The First Lady, White House Horticulturist Dale Haney, and students from Bancroft Elementary School broke ground on the garden on March 20, 2009, and on April 9, 2009 the students returned and worked with the First Lady and Agriculture Secretary Tom Vilsak to plant the garden. The students will be back again to help with the harvest as well, and they also tend to a garden at their own school, which is host to both a both a school garden and a community garden for the Mt. Pleasant neighborhood.
The White House garden is exciting news, and even more exciting is that Michelle Obama is using the garden to help promote healthy eating at a national level, and to support the role of youth taking on leadership and ownership of these efforts.
The food grown in the garden will be cooked in the White House Kitchen and given to Miriam's Kitchen, which serves the homeless in Washington, DC.
Here are some of the First Lady's comments, featured on the White House blog, and in Washington Post and New York Times articles about the garden:
While the organic garden will provide food for the first family’s meals and formal dinners, its most important role, Mrs. Obama said, will be to educate children about healthful, locally grown fruit and vegetables at a time when obesity and diabetes have become a national concern.

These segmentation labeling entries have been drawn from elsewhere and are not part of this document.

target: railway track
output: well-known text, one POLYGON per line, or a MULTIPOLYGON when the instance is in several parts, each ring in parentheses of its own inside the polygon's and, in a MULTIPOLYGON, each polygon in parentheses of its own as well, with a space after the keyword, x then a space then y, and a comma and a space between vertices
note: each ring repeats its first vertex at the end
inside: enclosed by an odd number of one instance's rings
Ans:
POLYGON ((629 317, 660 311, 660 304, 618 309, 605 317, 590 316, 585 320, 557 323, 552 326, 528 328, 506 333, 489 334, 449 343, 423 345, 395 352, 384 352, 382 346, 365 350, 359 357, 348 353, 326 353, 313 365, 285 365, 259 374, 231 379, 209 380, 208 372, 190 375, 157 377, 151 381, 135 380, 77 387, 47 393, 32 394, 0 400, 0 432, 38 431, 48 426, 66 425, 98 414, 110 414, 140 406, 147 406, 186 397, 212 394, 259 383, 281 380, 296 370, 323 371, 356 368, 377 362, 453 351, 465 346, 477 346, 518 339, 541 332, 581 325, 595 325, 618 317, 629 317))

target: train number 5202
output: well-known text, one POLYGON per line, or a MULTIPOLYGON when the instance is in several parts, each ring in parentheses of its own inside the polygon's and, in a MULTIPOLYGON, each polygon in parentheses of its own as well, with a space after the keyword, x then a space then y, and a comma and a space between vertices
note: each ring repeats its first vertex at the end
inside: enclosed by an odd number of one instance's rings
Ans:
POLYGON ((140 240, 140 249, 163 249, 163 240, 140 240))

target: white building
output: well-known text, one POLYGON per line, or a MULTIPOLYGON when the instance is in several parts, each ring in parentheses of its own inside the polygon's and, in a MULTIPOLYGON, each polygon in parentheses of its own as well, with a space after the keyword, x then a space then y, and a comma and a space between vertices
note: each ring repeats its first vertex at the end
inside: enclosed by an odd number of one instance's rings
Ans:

“My hope,” the first lady said in an interview in her East Wing office, “is that through children, they will begin to educate their families and that will, in turn, begin to educate our communities.”
"I've been able to have my kids eat so many different things that they would have never touched if we bought it at a store," Obama said before picking up a shovel and digging in. "Because they met the farmer that grew it or they saw how it was grown, they were curious about it and they tried it. And usually they liked it, and they'd eat more and more of it."
“I wanted to be able to bring what I learned to a broader base of people. And what better way to do it than to plant a vegetable garden in the South Lawn of the White House?”
For urban dwellers who have no backyards, the country’s one million community gardens can also play an important role, Mrs. Obama said. But the first lady emphasized that she did not want people to feel guilty if they did not have the time for a garden: there are still many changes they can make. “You can begin in your own cupboard,” she said, “by eliminating processed food, trying to cook a meal a little more often, trying to incorporate more fruits and vegetables.”